We can also resolve the Up clue in the bottom row now, since we know R14C8 must be shaded (so that the shaded square upwards is closer than the one to its right).
Consider now the Up-and-Down clue in column 14. Can we shade the spaces directly above and below it? If we do then the Z pentomino is immediately placed, the B clue in row 9 then becomes a Left-and-Right arrow and the G clue in row 3 is forced to be a Left arrow. Knock-on deductions for the G in R13C13 and the B in row 14 then create two W pentominoes at the bottom - a contradiction!
Instead, this means the Up-and-Down arrow in column 14 can only be satisfied by the already-shaded square in R5C14 and its counterpart in the bottom row, which immediately places the U pentomino in that corner and forces the pentomino to the left of I to be the L shape. This then means that I is the Left-and-Right arrow clue and G is the Down arrow clue.

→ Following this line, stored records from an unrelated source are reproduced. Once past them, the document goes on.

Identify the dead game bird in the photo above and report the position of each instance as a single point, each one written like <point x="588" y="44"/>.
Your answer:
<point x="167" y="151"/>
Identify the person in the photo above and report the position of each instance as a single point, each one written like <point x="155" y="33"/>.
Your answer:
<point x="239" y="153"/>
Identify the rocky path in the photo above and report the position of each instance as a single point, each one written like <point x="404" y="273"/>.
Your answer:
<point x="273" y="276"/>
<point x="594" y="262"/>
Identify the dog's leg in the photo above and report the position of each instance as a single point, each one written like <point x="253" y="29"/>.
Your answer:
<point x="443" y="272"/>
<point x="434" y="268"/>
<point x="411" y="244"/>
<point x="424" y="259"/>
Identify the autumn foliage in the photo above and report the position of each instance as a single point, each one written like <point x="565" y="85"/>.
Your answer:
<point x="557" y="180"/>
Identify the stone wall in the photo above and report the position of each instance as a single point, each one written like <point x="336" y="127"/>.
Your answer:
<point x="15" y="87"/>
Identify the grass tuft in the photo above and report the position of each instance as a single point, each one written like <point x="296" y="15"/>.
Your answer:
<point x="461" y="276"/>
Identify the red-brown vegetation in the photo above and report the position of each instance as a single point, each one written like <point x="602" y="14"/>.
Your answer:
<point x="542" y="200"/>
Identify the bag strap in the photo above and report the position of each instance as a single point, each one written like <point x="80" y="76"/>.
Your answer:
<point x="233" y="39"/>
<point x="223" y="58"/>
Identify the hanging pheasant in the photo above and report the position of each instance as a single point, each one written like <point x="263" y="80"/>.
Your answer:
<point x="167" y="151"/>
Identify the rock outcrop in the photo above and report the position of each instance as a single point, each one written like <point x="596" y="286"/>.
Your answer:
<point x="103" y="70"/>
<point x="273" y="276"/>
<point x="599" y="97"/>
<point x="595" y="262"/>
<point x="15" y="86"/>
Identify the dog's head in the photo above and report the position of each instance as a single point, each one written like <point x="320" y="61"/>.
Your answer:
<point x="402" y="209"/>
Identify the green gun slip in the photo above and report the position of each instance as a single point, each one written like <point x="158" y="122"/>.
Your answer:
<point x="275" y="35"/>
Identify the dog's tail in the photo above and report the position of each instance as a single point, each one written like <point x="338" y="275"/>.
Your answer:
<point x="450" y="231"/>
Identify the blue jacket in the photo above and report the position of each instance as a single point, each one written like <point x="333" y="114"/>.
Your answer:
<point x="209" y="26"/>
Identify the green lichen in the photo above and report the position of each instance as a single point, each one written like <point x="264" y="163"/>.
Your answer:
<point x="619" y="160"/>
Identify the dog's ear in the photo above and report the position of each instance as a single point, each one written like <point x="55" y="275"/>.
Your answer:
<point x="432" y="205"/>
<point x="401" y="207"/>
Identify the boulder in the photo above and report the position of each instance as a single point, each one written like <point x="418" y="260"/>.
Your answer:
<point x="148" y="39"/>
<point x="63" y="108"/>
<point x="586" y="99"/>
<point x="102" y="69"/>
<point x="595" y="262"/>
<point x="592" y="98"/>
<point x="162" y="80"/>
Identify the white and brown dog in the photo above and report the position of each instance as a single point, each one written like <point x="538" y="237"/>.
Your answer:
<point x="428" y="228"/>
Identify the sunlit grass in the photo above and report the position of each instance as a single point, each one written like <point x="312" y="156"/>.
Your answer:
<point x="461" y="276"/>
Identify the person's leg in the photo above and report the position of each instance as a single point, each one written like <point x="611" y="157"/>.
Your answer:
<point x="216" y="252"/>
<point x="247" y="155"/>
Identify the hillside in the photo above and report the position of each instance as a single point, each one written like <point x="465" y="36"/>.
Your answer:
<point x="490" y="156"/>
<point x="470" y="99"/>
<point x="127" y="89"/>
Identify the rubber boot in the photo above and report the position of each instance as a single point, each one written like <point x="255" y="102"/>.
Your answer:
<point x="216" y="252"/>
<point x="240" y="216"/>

We can now place the Z pentomino on the right, and also conclude that the A clue must be Down-and-Left, as this is its only option remaining. In turn, the B clue can now only be the Left arrow clue and we have identified all of the clues!
This immediately allows us to resolve many more squares:
Now focus on the unresolved Up-Right clue in column 1. Because there is a shaded square two spaces below it, this must be resolved by shading its two immediately adjacent squares. This instantly gives us the W pentomino.
Next note that R5C4 cannot be shaded, or a second F pentomino will be formed. This forces the placement of the N pentomino, which in turn forces the top left pentomino to be the Y.
The T, X and V pentominoes are now all forced.
And finally, we note that only the I pentomino remains to be placed, and there is only one way to do that while satisfying the Right arrow clue in the bottom row. All other spaces are blank and the puzzle is complete at last!